Я замираю и чувствую, как и у меня на глаза наворачиваются слезы. Не знаю, как себя вести и ищу помощи вокруг, смотрю на Елену Эдуардовну, застывшую в таком же шоке, а после перевожу взгляд на прибежавшую няню малышки.

— Маша, пойдем, это не твоя мама, — она пытается ее оттащить, но девочка быстро цепляется за мою шею и сжимает руки в замок.

— Нет, это моя мама! — кричит она. — Моя мама, отпусти меня злая длакониха!

— Маша! — уже сердито произносит женщина и девочка меня отпускает.

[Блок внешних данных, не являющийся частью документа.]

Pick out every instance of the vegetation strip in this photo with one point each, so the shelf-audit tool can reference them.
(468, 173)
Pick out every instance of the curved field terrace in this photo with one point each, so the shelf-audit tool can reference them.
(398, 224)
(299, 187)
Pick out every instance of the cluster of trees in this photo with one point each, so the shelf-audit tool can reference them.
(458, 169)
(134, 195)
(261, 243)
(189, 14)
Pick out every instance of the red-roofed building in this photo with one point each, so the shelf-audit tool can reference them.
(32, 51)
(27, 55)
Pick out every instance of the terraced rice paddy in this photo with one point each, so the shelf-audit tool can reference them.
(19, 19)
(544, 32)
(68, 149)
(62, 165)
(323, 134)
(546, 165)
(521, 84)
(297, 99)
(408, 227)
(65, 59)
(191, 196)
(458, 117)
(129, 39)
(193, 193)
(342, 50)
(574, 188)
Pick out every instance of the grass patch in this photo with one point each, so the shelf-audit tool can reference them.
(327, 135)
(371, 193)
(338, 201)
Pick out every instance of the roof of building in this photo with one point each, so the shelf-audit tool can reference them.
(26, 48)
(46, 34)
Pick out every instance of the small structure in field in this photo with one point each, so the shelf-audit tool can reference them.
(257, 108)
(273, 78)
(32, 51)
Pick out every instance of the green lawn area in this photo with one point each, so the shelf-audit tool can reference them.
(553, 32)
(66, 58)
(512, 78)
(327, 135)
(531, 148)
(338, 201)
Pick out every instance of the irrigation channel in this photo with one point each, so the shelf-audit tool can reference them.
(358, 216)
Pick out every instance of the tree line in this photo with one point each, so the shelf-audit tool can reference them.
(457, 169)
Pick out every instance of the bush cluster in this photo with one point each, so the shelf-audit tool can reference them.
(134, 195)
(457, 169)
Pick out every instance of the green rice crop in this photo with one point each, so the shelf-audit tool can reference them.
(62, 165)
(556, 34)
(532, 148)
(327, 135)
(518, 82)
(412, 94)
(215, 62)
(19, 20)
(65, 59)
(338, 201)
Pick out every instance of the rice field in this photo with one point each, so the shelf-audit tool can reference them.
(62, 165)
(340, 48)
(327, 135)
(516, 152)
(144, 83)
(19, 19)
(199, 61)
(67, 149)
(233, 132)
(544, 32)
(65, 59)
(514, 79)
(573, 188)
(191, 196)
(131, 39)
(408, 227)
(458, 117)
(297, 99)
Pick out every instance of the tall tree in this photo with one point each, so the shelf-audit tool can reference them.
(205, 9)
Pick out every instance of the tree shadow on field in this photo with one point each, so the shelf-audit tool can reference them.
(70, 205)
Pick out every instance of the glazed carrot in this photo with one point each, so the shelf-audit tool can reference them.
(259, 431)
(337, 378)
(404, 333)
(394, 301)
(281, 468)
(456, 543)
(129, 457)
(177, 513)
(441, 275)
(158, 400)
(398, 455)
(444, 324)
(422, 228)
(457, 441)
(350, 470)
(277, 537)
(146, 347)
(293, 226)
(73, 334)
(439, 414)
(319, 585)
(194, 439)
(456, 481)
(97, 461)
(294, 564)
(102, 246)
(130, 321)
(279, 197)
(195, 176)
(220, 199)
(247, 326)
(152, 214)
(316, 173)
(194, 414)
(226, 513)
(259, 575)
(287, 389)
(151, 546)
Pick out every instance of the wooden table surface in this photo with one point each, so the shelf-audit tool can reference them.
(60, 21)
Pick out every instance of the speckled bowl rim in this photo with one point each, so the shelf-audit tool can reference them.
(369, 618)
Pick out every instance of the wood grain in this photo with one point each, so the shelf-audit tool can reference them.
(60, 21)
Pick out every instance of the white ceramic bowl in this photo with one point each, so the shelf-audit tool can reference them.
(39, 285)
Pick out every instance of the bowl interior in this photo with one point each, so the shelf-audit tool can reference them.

Даже отходит на шаг. Смотрит исподлобья, затравленно на няню, а потом переводит взгляд на меня. Вытирает слезы со щечек тыльной стороной ладошек и с отчаянием в голосе произносит:

— Скажи ей! — и уже не так уверенно добавляет: — Ты же моя мама, да?

Глава 15

В минуту, когда детские глазки-бусинки смотрят на меня с надеждой, я проклинаю Адама и то, что он не познакомил меня с малышкой раньше. Разве нельзя было сразу нас представить друг другу и избавить меня от необходимости между “сказать нет” и “прижать малышку к себе и не отпускать”.

Знаю, что ей нельзя давать надежду, пока я не в курсе событий, но что делать? Оттолкнуть ее, когда она смотрит так, будто сейчас решается судьба всего человечества? Она ведь ждет, что я что-то скажу или подам знак, дам ей понять, кто я есть на самом деле.

Я не могу.

Тяну к ней руки и обнимаю за плечи.

— Простите, — активизируется ее няня. — Не думаю, что хозяину понравилось бы…

Я смотрю на нее так, что она тут же замолкает и поджимает губы.

— Звоните своему хозяину и обрисуйте ситуацию, — шиплю. — А лучше давайте я, ваше каменное выражение лица играет не в вашу пользу.

Я сомневаюсь, что эта женщина может выражать эмоции. У нее холодные, безжизненные глаза, тонкие бледные губы и светлая кожа. Она не проявляет и капли тепла к малышке, лишь холодно констатирует факты. А еще этот взгляд: ледяной и пробирающий до костей. Не удивительно, что малышка смотрела на нее как-то затравленно и со страхом.

Няня-робот.

Не удивлюсь, что и драконом Маша называла именно ее.

Теперь понятно, почему малышка ищет тепла в совершенно чужом человеке и прижимается ко мне так сильно и доверчиво, что я готова разорвать ее отца. Да что же это такое происходит? Неужели нельзя было по-человечески, чтобы не травмировать ни меня, ни ребенка.

— Мамочка, — шепчет она мне на ухо. — Я знала, что ты плидешь. Всегда знала.

— Малыш… — я отстраняю девочку от себя, беру ее холодные ручки в свои ладони и смотрю на няню, которая уже набирает Адама. — Дайте сюда! — рычу, когда она что-то холодно мямлит в трубку. — Я быстро, ладно, малыш? Постой тут.

Она понимающе кивает и отпускает мои руки. Отхожу, чтобы Маша не слышала наш разговор.

— Ангелина?

— Да я тут. Какого черта происходит, Адам? Твоя дочь что, не знает мать в лицо?

— Она погибла при родах, — чеканит он. — Маша ее никогда не видела.

Я замолкаю, не понимая, почему тогда взрослая девочка так бросается на чужих людей.

— Что мне ей сказать, Адам? Ты лучше знаешь свою дочь, что говорить?